To investigate if diagnosis or presence of a carer influenced LCADL scores, LCADL scores were compared between the three main patient groups (COPD, interstitial lung disease (ILD) and cancer) and between patients with and without a carer present using Mann–Whitney U test. Data were analysed using the Statistical Package for Social Science for Windows, version 19 (SPSS Inc., Chicago, IL, USA). p < 0.05 was considered significant.
Data reporting
We searched http://www.equator-network.org/ for publishing guideline for validation studies for health/symptom questionnaires. No publication guidelines were returned; therefore, we report our data in line with Terwee et al.’s 18 quality criteria for reporting measurement properties of health status questionnaires.
Results
A total of 105 patients were recruited to the main study; 7 with regard to this secondary data analysis, nine patients (COPD = 4, Cancer = 3, ILD = 2) were excluded due to incomplete or missing LCADL data.
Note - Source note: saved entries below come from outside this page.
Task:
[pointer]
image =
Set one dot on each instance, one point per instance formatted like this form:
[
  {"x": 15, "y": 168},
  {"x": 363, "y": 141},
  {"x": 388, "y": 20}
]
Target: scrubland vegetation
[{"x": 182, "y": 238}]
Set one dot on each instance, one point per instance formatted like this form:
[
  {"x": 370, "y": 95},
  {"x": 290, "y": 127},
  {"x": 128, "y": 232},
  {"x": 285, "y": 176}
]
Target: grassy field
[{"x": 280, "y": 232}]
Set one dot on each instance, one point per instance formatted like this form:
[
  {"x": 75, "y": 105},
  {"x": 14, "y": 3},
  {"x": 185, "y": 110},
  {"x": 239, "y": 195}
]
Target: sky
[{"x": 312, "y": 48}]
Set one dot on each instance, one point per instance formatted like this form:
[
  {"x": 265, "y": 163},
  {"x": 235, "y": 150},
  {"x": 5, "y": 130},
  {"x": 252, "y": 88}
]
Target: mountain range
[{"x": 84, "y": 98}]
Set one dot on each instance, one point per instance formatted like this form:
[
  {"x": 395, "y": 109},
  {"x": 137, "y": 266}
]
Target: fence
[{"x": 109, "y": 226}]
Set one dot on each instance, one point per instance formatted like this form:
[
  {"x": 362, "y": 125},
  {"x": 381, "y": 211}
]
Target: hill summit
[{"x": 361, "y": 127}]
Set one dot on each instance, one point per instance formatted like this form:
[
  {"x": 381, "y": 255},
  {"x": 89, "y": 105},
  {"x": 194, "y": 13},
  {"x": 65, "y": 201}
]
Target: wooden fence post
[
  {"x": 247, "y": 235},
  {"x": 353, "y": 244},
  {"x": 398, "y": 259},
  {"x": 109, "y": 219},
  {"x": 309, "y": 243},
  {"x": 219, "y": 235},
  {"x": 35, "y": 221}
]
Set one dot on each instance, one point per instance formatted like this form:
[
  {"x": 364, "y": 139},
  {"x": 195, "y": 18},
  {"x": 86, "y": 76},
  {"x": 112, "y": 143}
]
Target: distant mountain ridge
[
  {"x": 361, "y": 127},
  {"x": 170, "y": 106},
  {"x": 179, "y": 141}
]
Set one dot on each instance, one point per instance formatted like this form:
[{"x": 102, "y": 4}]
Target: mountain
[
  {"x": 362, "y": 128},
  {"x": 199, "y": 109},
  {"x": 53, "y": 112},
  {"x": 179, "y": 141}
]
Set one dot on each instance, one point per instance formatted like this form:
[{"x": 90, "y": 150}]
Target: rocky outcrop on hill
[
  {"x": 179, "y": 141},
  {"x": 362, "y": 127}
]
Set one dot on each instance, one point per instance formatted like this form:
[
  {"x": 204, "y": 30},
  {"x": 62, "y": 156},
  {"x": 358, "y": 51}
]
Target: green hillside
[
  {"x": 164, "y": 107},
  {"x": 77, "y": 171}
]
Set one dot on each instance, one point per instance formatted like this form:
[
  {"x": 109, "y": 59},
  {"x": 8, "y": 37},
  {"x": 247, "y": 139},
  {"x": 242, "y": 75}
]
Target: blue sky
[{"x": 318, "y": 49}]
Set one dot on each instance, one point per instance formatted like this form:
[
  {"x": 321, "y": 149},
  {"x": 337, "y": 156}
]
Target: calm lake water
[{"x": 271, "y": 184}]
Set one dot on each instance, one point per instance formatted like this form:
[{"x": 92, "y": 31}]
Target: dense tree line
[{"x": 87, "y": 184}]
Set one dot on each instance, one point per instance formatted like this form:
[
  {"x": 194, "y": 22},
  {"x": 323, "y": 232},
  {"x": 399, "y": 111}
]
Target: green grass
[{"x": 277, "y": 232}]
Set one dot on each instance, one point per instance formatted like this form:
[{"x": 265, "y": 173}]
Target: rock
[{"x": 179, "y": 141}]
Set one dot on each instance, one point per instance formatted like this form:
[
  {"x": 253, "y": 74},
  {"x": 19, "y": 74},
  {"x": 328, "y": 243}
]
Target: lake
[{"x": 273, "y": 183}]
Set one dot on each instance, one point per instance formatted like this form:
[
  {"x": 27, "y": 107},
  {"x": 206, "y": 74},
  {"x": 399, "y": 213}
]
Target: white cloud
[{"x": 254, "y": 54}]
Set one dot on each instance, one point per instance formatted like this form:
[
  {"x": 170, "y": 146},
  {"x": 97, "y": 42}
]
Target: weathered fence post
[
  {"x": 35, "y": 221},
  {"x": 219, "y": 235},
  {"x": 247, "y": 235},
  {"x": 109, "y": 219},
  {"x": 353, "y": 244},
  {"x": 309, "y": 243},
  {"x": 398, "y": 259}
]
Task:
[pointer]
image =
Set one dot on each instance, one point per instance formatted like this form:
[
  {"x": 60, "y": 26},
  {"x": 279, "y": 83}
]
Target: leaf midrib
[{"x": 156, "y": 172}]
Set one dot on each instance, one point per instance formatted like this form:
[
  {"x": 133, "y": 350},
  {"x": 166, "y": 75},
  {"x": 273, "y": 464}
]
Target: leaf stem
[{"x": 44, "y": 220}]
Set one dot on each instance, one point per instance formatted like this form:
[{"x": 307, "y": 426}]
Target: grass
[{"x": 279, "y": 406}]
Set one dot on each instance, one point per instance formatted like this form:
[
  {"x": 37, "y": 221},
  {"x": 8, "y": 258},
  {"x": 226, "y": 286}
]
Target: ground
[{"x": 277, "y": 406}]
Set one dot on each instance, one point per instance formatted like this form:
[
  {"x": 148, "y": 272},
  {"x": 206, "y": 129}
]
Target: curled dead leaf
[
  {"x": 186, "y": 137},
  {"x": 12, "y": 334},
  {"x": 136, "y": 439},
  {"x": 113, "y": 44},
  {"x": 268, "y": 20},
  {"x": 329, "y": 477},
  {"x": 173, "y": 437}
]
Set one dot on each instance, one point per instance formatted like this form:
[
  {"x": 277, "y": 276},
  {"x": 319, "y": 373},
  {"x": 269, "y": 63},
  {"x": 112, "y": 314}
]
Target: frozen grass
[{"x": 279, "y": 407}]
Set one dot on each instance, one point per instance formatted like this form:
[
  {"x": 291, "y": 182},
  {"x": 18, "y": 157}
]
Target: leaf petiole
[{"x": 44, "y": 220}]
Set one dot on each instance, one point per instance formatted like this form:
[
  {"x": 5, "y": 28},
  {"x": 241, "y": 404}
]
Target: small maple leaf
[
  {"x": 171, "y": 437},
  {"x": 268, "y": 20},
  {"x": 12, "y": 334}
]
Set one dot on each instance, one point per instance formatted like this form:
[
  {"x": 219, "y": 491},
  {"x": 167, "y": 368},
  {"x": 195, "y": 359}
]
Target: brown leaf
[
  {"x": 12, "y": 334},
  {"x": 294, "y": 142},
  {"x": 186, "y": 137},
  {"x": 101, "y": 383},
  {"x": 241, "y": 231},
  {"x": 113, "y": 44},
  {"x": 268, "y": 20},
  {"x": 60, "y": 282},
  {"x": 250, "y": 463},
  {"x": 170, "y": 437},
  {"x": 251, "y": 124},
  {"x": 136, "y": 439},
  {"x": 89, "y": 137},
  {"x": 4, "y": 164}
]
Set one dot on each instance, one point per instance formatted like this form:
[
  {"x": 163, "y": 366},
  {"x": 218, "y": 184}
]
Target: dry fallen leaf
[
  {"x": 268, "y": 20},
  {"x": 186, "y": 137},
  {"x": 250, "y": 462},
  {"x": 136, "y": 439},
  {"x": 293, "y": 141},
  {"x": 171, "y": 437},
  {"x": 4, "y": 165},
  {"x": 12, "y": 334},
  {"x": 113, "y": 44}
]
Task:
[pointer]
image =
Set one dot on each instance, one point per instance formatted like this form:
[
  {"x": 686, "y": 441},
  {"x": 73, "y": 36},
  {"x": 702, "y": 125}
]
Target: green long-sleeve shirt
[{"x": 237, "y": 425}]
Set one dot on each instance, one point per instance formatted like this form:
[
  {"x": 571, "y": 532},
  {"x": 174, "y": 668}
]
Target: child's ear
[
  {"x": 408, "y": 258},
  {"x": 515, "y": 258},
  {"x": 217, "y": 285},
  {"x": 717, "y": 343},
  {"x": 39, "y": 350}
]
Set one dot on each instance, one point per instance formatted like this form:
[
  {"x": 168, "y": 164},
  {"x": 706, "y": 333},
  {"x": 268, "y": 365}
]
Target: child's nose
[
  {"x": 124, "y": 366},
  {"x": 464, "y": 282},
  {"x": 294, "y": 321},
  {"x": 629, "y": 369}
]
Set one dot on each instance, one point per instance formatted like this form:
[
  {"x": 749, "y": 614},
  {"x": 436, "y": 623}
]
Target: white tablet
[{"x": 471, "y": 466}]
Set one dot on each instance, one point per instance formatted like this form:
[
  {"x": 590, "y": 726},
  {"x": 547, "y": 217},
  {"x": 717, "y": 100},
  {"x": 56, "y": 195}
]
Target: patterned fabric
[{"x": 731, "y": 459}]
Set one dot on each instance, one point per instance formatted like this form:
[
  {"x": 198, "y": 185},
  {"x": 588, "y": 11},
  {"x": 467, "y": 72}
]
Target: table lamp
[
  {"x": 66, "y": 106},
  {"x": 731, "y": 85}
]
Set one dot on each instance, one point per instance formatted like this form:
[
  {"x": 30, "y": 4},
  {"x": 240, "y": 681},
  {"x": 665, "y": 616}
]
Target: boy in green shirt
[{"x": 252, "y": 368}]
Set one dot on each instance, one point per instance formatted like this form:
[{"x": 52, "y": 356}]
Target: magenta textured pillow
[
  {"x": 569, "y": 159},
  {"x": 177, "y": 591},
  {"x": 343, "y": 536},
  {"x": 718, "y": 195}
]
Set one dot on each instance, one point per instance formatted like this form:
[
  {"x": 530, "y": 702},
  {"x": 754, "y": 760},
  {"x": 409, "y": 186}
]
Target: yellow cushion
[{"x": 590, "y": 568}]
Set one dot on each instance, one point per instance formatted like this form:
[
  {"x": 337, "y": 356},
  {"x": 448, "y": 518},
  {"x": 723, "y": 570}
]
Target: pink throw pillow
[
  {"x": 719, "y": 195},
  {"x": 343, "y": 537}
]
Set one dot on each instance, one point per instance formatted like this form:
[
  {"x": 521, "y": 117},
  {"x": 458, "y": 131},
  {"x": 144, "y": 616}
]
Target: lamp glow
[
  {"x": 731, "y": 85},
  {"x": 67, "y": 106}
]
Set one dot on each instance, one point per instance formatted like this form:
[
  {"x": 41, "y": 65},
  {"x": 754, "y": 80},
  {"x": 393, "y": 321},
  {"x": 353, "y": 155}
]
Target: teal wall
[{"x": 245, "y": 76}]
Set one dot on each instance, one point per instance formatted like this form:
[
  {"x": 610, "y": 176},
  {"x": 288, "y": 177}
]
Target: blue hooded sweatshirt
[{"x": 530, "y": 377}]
Eight patients were excluded as they didn’t have a primary respiratory diagnosis (5 = heart failure) or they had an atypical/complex diagnosis (left lower lobe collapse of unknown aetiology associated with severe symptoms; lupus, shrinking lung syndrome and rheumatoid arthritis; severe asthma and gastro-oesophageal reflux disease). A total of 88 patients were included in the data analysis for this article.
Table 1 summarises the participant demographics, pulmonary function and NRS breathlessness scores. Individual item scores for the LCADL are summarised in Figure 1. In all, 11 (12.5%) patients reported little impact of their breathing on their normal ADLs; however, the majority of patients (77 (87.5%)) reported that their breathing impacted a lot on their normal ADLs.
Participant demographics, pulmonary function and NRS breathlessness scores.
NRS: numerical rating scale; COPD: chronic obstructive pulmonary disease; ILD: interstitial lung disease; FEV1: forced expiratory volume in 1 s; VC: vital capacity; SaO2: oxygen saturation.
Primary cancer type; lung cancer = 12, metastatic breast cancer = 2, metastatic colon cancer = 1, metastatic prostate cancer = 1 and haematological (myeloma, lymphoma) = 2.
Individual item scores for the LCADL (n = 88).
Scaling assumptions
The median item score for the LCADL and subscales with the exception of the domestic subscale were around or above the midpoint (Table 2). The mean (95% confidence interval) inter-item correlation coefficient for single measures was 0.49 (0.43–0.55), p < 0.001.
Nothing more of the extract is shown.